Wednesday, June 20, 2007

Marketing

De-cluttering your life leads to hidden treasures. Recently I decided to clean out one of the cabinets in my office. I surprisingly found my notes from Robert Schuller’s church leadership conference that I attended in January 1997. They had long been lost; buried in a file box of things.

The notes caught my attention. The top page was titled 7 Principles of Marketing. Our recent emphasis on creating a marketing strategy compelled me to read them. His basic theme was that if you are reaching out to people you have to communicate something that they need. He chose Positive Thinking as a marketing technique. He felt it was what people needed.

It worked. People have come to his Southern California church by the thousands to hear his ideas. Of course, those ideas of positive thinking were always tied to Jesus Christ and his teaching.

I attended this annual conference twice. Both times I left deeply impressed by Schuller’s passion to win people to Jesus. People who only know him or his ministry through television or writing do not really see his heart.

Positive thinking became his marketing tool to interest and to attract people. It served as a hook. The message has always been the Gospel of Jesus.

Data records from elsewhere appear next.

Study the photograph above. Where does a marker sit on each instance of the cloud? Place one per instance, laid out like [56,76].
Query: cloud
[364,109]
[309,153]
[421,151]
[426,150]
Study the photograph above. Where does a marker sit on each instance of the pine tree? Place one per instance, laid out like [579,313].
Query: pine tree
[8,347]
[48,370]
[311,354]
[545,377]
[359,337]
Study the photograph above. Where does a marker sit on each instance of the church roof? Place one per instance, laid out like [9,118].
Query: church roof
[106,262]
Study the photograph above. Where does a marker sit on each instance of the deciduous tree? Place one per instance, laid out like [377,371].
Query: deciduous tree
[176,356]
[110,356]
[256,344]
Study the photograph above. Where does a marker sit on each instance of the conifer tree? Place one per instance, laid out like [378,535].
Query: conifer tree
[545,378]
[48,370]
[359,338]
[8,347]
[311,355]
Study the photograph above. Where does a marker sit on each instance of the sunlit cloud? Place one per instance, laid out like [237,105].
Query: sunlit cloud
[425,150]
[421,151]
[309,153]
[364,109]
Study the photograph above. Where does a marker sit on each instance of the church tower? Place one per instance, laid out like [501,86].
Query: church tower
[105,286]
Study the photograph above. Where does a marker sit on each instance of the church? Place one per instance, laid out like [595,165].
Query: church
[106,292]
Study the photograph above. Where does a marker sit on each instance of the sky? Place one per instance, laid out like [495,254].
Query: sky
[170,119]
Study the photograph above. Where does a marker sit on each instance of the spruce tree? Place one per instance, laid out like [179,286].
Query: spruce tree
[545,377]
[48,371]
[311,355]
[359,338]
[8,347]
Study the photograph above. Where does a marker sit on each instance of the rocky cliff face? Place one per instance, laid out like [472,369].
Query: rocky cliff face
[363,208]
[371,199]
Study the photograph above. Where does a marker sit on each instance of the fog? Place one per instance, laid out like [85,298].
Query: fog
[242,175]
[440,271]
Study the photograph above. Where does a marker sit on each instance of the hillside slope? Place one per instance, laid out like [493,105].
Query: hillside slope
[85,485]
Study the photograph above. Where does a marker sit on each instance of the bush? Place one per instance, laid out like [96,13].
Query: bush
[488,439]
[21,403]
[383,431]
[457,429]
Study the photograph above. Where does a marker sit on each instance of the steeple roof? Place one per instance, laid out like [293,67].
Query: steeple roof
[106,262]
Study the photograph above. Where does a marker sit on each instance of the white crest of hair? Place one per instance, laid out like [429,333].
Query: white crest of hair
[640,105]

Here are the 7 principles of marketing he taught that day:

  1. Accessibility – People have to be able to get to you.
  1. Surplus Parking – We are a “car-cultured” society. Build more parking spaces than you will ever need. By doing so you insure that you do not surrender your leadership to a piece of property.
  1. Inventory – In retailing you have to have what people want to buy, not what you are interested in. “Learn to trade some of our narrow views to meet the spiritual hunger of those who need Christ.” What are we offering on Sunday morning that the unchurched of our community need? Address the problems of the unchurched.
  1. Service – Serve the people who come. The most important person is the layperson standing at the door.
  1. Visibility – Let people know who you are and what you are. They need to know you are “in business.”
  1. Strong Financial Base – Financial stability allows you to “do business.”
  1. Possibility Thinking Leadership – Church leadership needs to see the possibilities that exist and go after them without being deterred by negative voices that list all the reason why something is impossible.